O principal encanto dramático da obra reside na maestria das caracterizações individuais, que faz dos tipos antagônicos das concepções do eros dominante uma sinfonia incomparavelmente rica. O discurso socrático de Diotima é a cúpula do edifício, em que os discursos precedentes são como degraus que vão gradualmente subindo até ele.

Ao contrário de outros diálogos, não é Sócrates quem segura aqui a batuta de toda a discussão; ele é um de muitos oradores, e, além disso, o último. É por isso que só no final do “Banquete” a dialética aparece, em perfeito contraste com a retórica e brilhante poesia dos demais personagens. Em Fedro, há um duelo consciente da retórica sofística com a poesia. Falta-lhe, no entanto, precisão e uma definição concreta, aspectos melhor trabalhados por Pausânias. É na harmonia que Erixímaco vê a essência do eros, em uma concepção naturalista. Em uma audaciosa visão poética, Aristófanes apresenta o eros como o que se perdeu e que portanto se pretende voltar a encontrar. O discurso de Ágaton é o menos psicológico e mais idealista, voltado a enaltecer a perfeição de Eros. É, aliás, este discurso que Platão escolhe para fundo imediato do de Sócrates, justamente para por o esteta, sensualmente refinado, em contraste com o asceta filósofo.

Para Platão, o conceito de eros torna-se a suma e o compêndio da aspiração humana ao bem. Ao mesmo tempo, ele é o impulso para a verdadeira realização essencial da natureza humana, e portanto um impulso cultural no mais profundo sentido da palavra.

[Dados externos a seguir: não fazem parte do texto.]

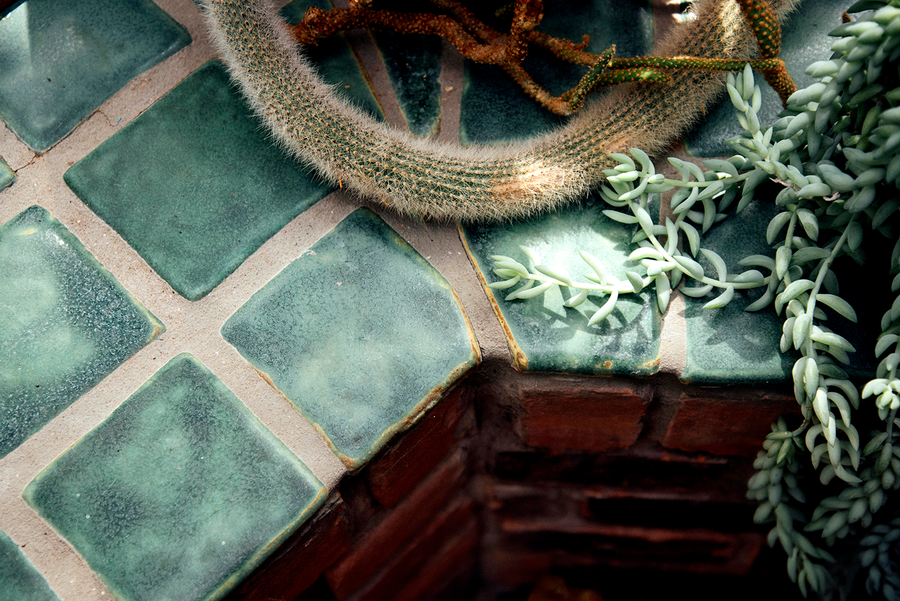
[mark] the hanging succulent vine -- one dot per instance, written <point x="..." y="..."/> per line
<point x="834" y="155"/>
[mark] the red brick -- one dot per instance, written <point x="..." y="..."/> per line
<point x="457" y="520"/>
<point x="457" y="556"/>
<point x="725" y="425"/>
<point x="509" y="566"/>
<point x="300" y="560"/>
<point x="401" y="525"/>
<point x="696" y="550"/>
<point x="397" y="471"/>
<point x="597" y="416"/>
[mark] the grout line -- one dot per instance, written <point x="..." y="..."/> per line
<point x="451" y="82"/>
<point x="371" y="64"/>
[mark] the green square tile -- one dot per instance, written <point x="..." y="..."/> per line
<point x="413" y="64"/>
<point x="7" y="175"/>
<point x="19" y="580"/>
<point x="543" y="334"/>
<point x="360" y="334"/>
<point x="494" y="108"/>
<point x="195" y="184"/>
<point x="64" y="58"/>
<point x="335" y="61"/>
<point x="805" y="40"/>
<point x="65" y="323"/>
<point x="730" y="345"/>
<point x="180" y="493"/>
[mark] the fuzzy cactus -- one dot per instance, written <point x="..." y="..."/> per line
<point x="442" y="181"/>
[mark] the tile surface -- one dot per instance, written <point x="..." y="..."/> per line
<point x="7" y="175"/>
<point x="179" y="493"/>
<point x="360" y="334"/>
<point x="194" y="184"/>
<point x="730" y="345"/>
<point x="413" y="64"/>
<point x="63" y="58"/>
<point x="543" y="334"/>
<point x="65" y="323"/>
<point x="805" y="40"/>
<point x="19" y="580"/>
<point x="494" y="108"/>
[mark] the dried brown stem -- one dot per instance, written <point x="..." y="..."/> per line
<point x="479" y="42"/>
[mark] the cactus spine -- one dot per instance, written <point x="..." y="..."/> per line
<point x="441" y="181"/>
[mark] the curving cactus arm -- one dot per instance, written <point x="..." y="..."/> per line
<point x="434" y="180"/>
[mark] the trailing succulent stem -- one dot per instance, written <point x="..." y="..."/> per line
<point x="433" y="180"/>
<point x="834" y="157"/>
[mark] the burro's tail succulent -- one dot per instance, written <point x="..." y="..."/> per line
<point x="443" y="181"/>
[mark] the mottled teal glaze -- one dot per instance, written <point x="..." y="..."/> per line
<point x="179" y="494"/>
<point x="64" y="58"/>
<point x="19" y="580"/>
<point x="730" y="345"/>
<point x="194" y="184"/>
<point x="7" y="175"/>
<point x="360" y="334"/>
<point x="335" y="61"/>
<point x="413" y="64"/>
<point x="544" y="335"/>
<point x="494" y="107"/>
<point x="804" y="41"/>
<point x="65" y="323"/>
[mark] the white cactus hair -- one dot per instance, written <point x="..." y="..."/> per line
<point x="436" y="180"/>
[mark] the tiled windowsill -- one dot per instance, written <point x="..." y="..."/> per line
<point x="234" y="324"/>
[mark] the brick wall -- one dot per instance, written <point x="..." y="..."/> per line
<point x="625" y="487"/>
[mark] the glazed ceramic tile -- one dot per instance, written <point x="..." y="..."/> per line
<point x="495" y="109"/>
<point x="413" y="64"/>
<point x="63" y="58"/>
<point x="179" y="494"/>
<point x="19" y="580"/>
<point x="65" y="324"/>
<point x="730" y="345"/>
<point x="7" y="175"/>
<point x="360" y="334"/>
<point x="805" y="40"/>
<point x="194" y="184"/>
<point x="335" y="61"/>
<point x="544" y="335"/>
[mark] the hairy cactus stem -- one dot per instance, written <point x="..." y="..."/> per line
<point x="442" y="181"/>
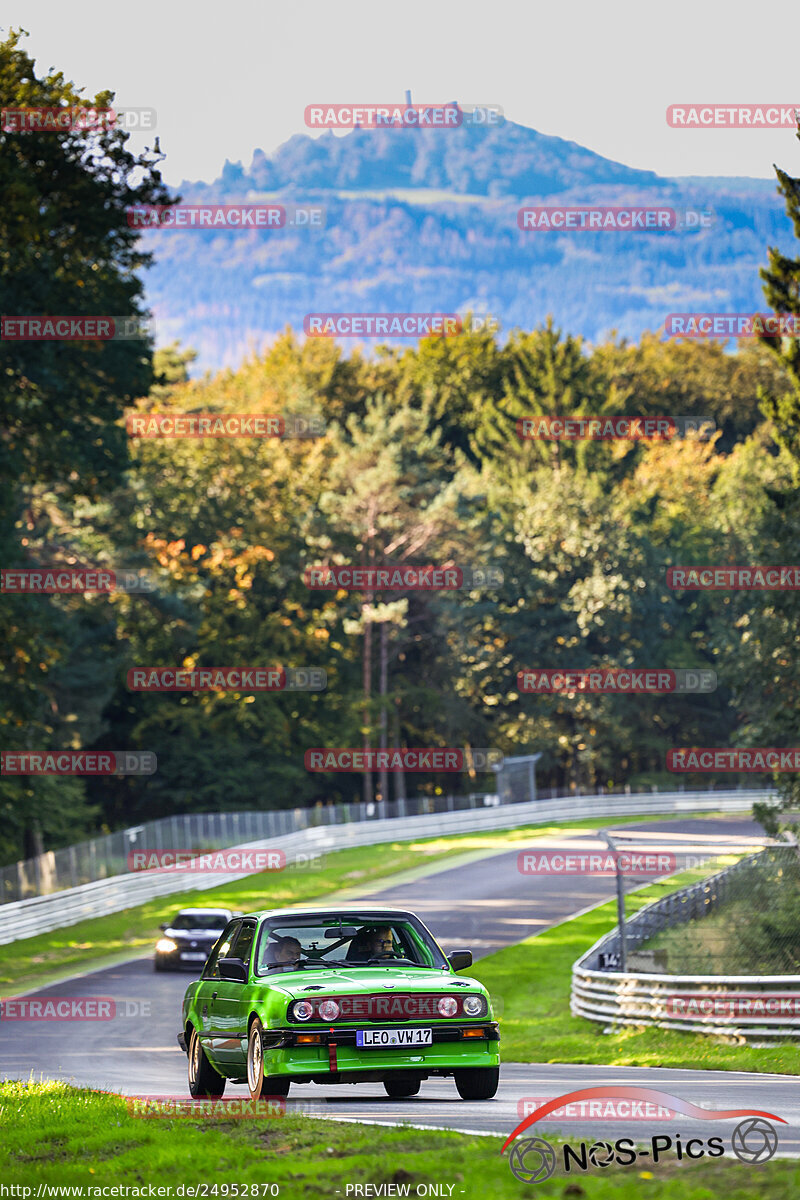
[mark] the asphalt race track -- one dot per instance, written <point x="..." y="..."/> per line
<point x="483" y="906"/>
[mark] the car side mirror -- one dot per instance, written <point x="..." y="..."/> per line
<point x="234" y="970"/>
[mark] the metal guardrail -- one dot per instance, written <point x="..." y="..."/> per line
<point x="636" y="999"/>
<point x="40" y="915"/>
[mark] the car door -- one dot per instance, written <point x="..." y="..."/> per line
<point x="212" y="1036"/>
<point x="230" y="1011"/>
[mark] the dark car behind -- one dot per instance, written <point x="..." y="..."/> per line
<point x="188" y="937"/>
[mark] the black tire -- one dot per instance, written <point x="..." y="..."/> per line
<point x="477" y="1083"/>
<point x="258" y="1084"/>
<point x="203" y="1079"/>
<point x="401" y="1089"/>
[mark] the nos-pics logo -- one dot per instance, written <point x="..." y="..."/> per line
<point x="534" y="1159"/>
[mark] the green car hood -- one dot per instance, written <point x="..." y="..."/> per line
<point x="310" y="984"/>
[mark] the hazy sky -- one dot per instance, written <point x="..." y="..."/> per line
<point x="226" y="78"/>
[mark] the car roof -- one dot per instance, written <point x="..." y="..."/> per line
<point x="338" y="911"/>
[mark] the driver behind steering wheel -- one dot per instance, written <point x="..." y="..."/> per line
<point x="373" y="943"/>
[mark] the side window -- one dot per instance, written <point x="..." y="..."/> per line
<point x="244" y="943"/>
<point x="221" y="951"/>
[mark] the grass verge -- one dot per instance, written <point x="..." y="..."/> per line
<point x="42" y="959"/>
<point x="533" y="981"/>
<point x="60" y="1138"/>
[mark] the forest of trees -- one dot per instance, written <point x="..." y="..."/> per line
<point x="420" y="463"/>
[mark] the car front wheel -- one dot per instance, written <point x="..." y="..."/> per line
<point x="477" y="1083"/>
<point x="257" y="1081"/>
<point x="203" y="1079"/>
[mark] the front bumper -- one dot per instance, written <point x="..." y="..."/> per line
<point x="278" y="1039"/>
<point x="338" y="1059"/>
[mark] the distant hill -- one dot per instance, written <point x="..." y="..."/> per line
<point x="427" y="221"/>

O significado humanista da teoria do eros no “Banquete”, como um impulso inato ao Homem que o leva à expansão do seu mais elevado eu, parte de uma distinção entre o homem-individualidade-fortuita e o homem superior.



2.2. Allan Bloom

Conclusão de "The Closing of the American Mind" (p. 381): "After a reading of the Symposium a serious student came with deep melancholy and said it was impossible to imagine that magic Athenian atmosphere reproduced, in which friendly men, educated, lively, on a footing of equality, civilized but natural, came together and told wonderful stories about the meaning of their longing. But such experiences are always accessible. Actually, this playful discussion took place in the midst of a terrible war that Athens was destined to lose, and Aristophanes and Socrates at least could foresee that this meant the decline of Greek civilization. But they were not given to culture despair, and in these terrible political circumstances, their abandon to the joy of nature proved the viability of what is best in man, independent of accidents, of circumstance. We feel ourselves too dependent on history and culture. This student did not have Socrates, but he had Plato's book about him, which might even be better; he had brains, friends and a country happily free enough to let them gather and speak as they will. What is essential about that dialogue, or any of the Platonic dialogues, is reproducible in almost all times and places. He and his friends can think together. It requires much thought to learn that this thinking might be what it is all for. That's where we are beginning to fail. But it is right under our noses, improbable but always present."


2.3. Harold Bloom


"Como Encontrar a Sabedoria": Única obra platônica que rivaliza em beleza com os poemas de Homero. A perspicácia de Platão implica a desleitura criativa de um precursor poético dominante, a fim de abrir espaço criativo para o que vem depois. A filosofia é arte literária, semelhante ou mesmo superior à arte de Homero, sendo também a arte da dialética, da conversação inteligente e refinada. O Sócrates de Platão encarna a arte do eros. A sapiência é o objetivo de Platão.